Jan. 21, 2016

Feeling Like A Fake

“I felt resolute yesterday, that I am in despair today. Such differentiations only prove that one desires to influence oneself, and, as far removed from oneself as possible, hidden behind prejudices and fantasies, temporarily to create an artificial life, as sometimes someone in the corner of a tavern, sufficiently concealed behind a small glass of whiskey, entirely alone with himself, entertains himself with nothing but false, unprovable imaginings and dreams.” Franz Kafka, Diaries (December 10, 1913)

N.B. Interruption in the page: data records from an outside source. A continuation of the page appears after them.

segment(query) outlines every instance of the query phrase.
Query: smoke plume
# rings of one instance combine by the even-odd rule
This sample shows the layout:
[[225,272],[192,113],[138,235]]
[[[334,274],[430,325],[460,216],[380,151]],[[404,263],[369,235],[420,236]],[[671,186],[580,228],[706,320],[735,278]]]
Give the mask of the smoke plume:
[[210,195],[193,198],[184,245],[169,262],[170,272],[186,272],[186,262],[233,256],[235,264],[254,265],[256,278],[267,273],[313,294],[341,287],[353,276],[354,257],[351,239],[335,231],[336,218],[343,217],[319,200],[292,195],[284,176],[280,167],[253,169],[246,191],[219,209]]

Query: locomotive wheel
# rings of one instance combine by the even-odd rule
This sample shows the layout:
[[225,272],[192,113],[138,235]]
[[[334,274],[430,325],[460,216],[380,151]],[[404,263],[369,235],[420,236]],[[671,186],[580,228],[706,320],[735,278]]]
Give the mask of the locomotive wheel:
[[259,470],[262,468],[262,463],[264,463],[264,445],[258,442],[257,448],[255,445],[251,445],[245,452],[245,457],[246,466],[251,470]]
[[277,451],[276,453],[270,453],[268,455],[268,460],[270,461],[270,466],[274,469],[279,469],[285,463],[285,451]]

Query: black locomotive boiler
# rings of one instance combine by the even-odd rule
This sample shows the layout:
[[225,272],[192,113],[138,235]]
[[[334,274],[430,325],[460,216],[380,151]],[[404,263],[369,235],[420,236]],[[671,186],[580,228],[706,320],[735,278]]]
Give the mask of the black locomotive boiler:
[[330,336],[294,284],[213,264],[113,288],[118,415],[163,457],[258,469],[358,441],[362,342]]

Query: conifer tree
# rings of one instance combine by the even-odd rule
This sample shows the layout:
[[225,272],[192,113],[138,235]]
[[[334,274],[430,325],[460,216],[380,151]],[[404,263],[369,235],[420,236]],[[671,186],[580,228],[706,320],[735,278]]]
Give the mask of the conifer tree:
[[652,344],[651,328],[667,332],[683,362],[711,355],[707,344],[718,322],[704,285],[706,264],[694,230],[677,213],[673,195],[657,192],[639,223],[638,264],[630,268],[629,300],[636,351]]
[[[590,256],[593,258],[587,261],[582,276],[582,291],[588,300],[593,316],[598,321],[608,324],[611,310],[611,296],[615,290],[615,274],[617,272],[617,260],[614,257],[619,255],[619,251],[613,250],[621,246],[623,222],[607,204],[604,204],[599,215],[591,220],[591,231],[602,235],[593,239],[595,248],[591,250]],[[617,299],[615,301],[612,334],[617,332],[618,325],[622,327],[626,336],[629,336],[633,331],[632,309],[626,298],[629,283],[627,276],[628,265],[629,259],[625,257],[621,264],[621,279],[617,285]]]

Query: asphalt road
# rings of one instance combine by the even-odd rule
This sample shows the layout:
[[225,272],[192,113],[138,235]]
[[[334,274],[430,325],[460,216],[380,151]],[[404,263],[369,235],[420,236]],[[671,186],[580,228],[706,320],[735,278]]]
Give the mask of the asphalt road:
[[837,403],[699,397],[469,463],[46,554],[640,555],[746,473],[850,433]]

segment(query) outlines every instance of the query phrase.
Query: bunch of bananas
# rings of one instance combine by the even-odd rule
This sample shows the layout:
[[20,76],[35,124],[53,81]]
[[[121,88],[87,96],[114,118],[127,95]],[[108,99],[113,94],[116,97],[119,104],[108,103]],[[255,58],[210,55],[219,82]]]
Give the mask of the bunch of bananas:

I could just quote Kafka today, and it sums up the way I feel. Do we all feel the same way when we are trying to achieve something? In the rooms of my 12 Step program, I realize my path to alcoholism and taking the road back in recovery is not unique. I am a garden variety alcoholic. I don’t have a great dramatic story about what happened to me and where I am now, but maybe that’s why I must tell it because it is an ordinary alcoholic's story. I have realized the reason I have had such a hard time getting sober is because I didn’t think my drinking was out of control. I thought I had to have legal trouble, lose everything and live in a dumpster. I have learned that a bottom is what is unacceptable to each alcoholic. I reached my bottom on October 30th, 2015 and I don’t want to go back. As an alcoholic I have a problem with perception; alcohol has stunted my growth as a person. I often think of what I could have accomplished and become if I had quit drinking years ago when I first questioned if I had a problem. What could I be now if I had gotten sober when I first admitted I had a problem in 2004? This is why getting sober is so important to me now. I want to live and not just exist. I want to continue to grow and evolve, and I want to be of maximum service to others. When I was drinking, I couldn’t stay focused on my dreams because I allowed my fears to eclipse them. When I was younger, and before I got into a quagmire of active addiction I would get up ready to conquer the day! As my disease progressed, I opened my eyes each morning and feared the hours before me. Recovery is giving me the tools to overcome this fear though the fears are still with me. This morning I awoke with excitement ready to seize the day, but those old anxieties and fears started taking over my thoughts. This can be fatal for this alcoholic. If I allow those thoughts to take over, I will descend into a person who does not think rationally, and then I will have the desire to change the way I feel. I don’t want to do that today. I accept who I am, and I know who I can become. I am an ordinary person living an ordinary life, but giving it a splash of zest without the chaos and fear.